Known for her lighthearted bawdy double entendres, and breezy sexual independence, West made a name for herself in vaudeville and on the stage in New York City before moving to Hollywood to become a comedian, actress, and writer in the motion picture industry, as well as on radio and television. For her contributions to American cinema, thevAmerican Film Institute named West 15th among the greatest female stars of classic American cinema.
One of the more controversial movie stars of her day, West encountered many problems, especially censorship. She bucked the system, making comedy out of prudish conventional mores, and the Depression Era audience admired her for it. 

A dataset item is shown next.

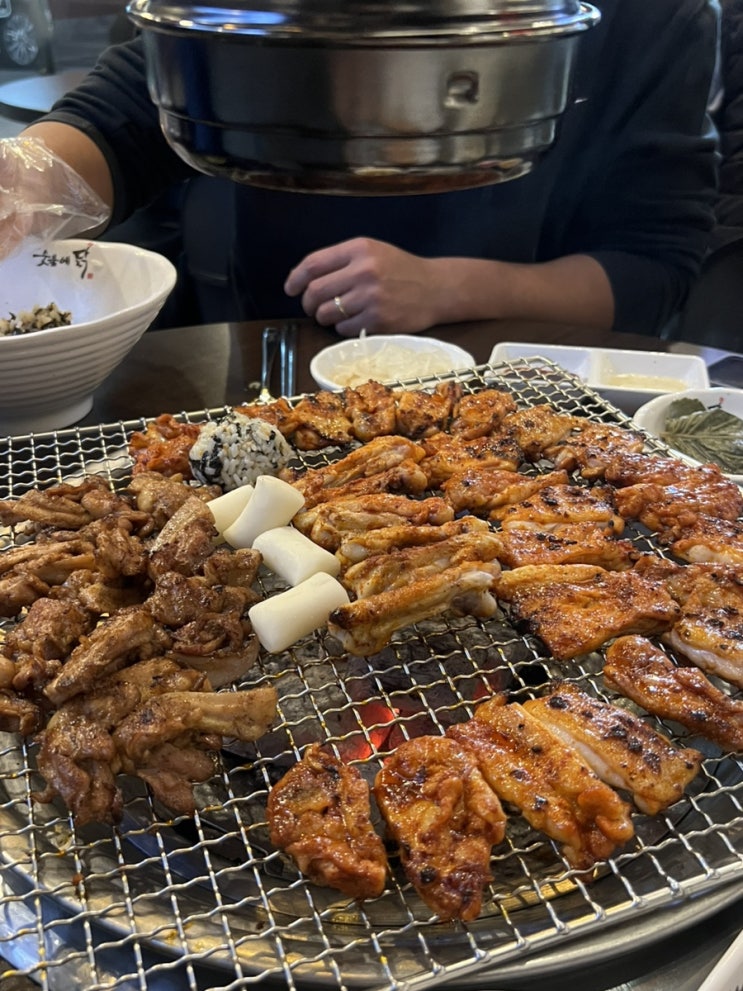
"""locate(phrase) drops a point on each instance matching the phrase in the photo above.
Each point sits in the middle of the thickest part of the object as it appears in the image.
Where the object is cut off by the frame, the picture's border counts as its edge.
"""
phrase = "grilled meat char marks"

When her cinematic career ended, she wrote books, plays, and continued to perform in Las Vegas, in the United Kingdom, and on radio and television, and to record rock and roll albums. Asked about the various efforts to impede her career, West replied: "I believe in censorship. I made a fortune out of it."  


Most of Mae's quotes are rather provocative, but quite funny, nonetheless. For a more complete list, check out Quotilicious. Now, time for a good laugh!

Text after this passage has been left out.